12. On a building on Calcadinha da Figueira, there is ‘Lisa’, piece was created during Paratissima, a contemporary art festival in 2016. Made by the brasilian artist Tami Hopf, whose work is mostly  a combination of “joy and sorrow, euphoria and loneliness” (Tami Hopf).

By Nuno Saraiva

13.  Promoted by Movimento dos Amigos de São Cristóvão, the mural Fado Vadio is located between Baixa and the castle, the artists drew Maria Severa (legendary fado signer from the XIX), Fernando Maurícia (the king without a crown of street Fado) and the Priest Edgar (charismatic figure of the neighbourhood).
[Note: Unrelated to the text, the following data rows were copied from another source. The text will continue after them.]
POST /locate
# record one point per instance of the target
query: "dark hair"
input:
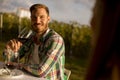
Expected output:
(36, 6)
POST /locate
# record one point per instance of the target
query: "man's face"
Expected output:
(39, 20)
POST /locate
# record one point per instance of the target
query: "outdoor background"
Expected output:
(70, 18)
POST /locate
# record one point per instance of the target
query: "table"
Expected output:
(24, 76)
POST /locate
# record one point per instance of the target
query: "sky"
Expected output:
(60, 10)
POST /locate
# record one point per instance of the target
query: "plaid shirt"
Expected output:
(51, 54)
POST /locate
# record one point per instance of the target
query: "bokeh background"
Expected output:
(70, 18)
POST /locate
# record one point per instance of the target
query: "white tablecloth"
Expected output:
(24, 76)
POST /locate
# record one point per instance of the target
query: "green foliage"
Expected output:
(77, 39)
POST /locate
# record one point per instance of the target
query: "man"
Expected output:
(44, 51)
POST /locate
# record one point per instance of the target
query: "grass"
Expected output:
(76, 65)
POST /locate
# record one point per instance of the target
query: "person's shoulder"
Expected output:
(54, 33)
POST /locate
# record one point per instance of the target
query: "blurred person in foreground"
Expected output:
(44, 50)
(105, 60)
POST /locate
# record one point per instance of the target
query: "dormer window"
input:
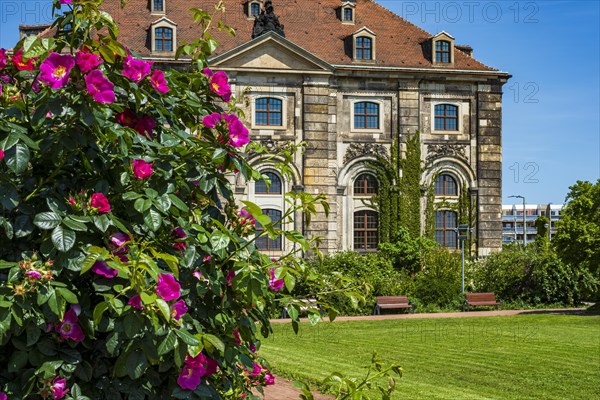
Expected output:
(158, 6)
(364, 45)
(347, 12)
(163, 36)
(442, 49)
(253, 9)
14. At Travessa da Mata is his work inspired by Étienne-Jules Marey’s horses, one of the pionners of animation cinema. Showcasing the post horses, as if they were running around the Correio-Velho Palace, place managing the correspondence of the kingdom until XIX century.

By Add Fuel

Add Fuel, or Diogo Machado, first work in design studios in Portugal and Germany to then dedicate is time exclusively to his artistic work. First dark yet exuberant, he later redirected his focus to reinterpreting the language of traditional tile design, the portuguese one – azulezo – in particular. His compositions include  symmetrical repetitions, multiple layers and techniques of visual illusion allowing multiple interpretations expressing “a sophisticated dialogue between the old and the new, between heritage and modernity.”

15. This mural, Adapta, inspired in the Portuguese azulejos, works on the transition from the old to the new, the blue to the green of its neighbour building, and the creation of patterns making the two buildings look closer.